C’è poi un altro pensiero, forse più inquietante, che emerge in alcuni casi di autolesionismo: io, ragazza (soprattutto) o ragazzo, ho un gran bisogno di essere toccato da qualcuno, di qualcosa che toccandomi mi restituisca la percezione anche corporea e fisica del mio esserci, del vivere dentro ad un confine che è il mio posto, il mio luogo, la mia casa. Insicurezza del bene, assenza di contatti, bisogno di casa: come può essere questa la cifra dei ragazzi dei nostri giorni così al centro delle nostre attenzioni e così guardati dai genitori?

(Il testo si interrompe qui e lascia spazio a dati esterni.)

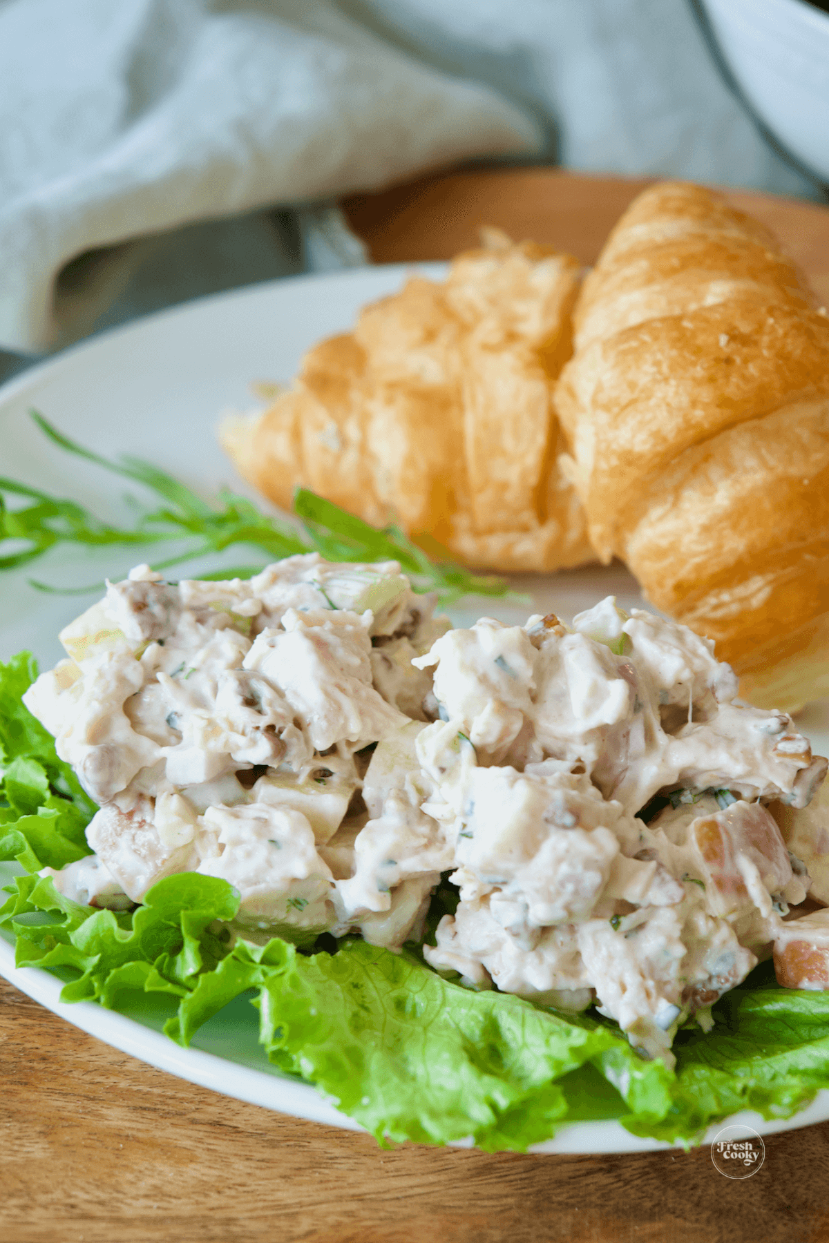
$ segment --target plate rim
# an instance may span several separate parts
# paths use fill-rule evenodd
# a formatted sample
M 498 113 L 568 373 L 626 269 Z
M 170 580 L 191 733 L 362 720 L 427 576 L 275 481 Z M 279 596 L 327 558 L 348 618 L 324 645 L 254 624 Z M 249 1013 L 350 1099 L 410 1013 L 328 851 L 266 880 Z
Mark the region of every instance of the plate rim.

Il punto è proprio qui: in questa abbondanza di sguardi e di conferme, dove comincia lo spazio del rischio, il tempo della mia libertà? Che speranza ho (sì, speranza!) di poter soffrire? Q uando la vita potrà cominciare sul serio ad essere mia, nel senso proprio di “conquista personale” delle certezze del vivere? È proprio la mancanza di dolore a generarne la necessità, è proprio il non esserci del rischio a richiamare una vita rischiosa. Tis de bios ater patros, si domanda il poeta greco Mimnermo: che vita è senza un padre? Che nostalgia del padre della parabola del Figliol Prodigo: un genitore che non teme di rischiare tutto perché il figlio abbia uno spazio di vera libertà, un genitore che non s’impiccia della vita del figlio, che non vive i problemi del figlio come un proprio problema. Un genitore che guarda da lontano. E, semplicemente ma drammaticamente, aspetta. Che la gioia e il dolore, che l’esperienza stessa, impartiscano i loro insegnamenti a coloro che devono diventare grandi. Prima che cerchino il dolore da soli, prima che pensino che la vita sia stata un caso, una coincidenza, qualcosa di ricorrente come la canicola dell’estate. Destinata a passare, fino al prossimo inverno.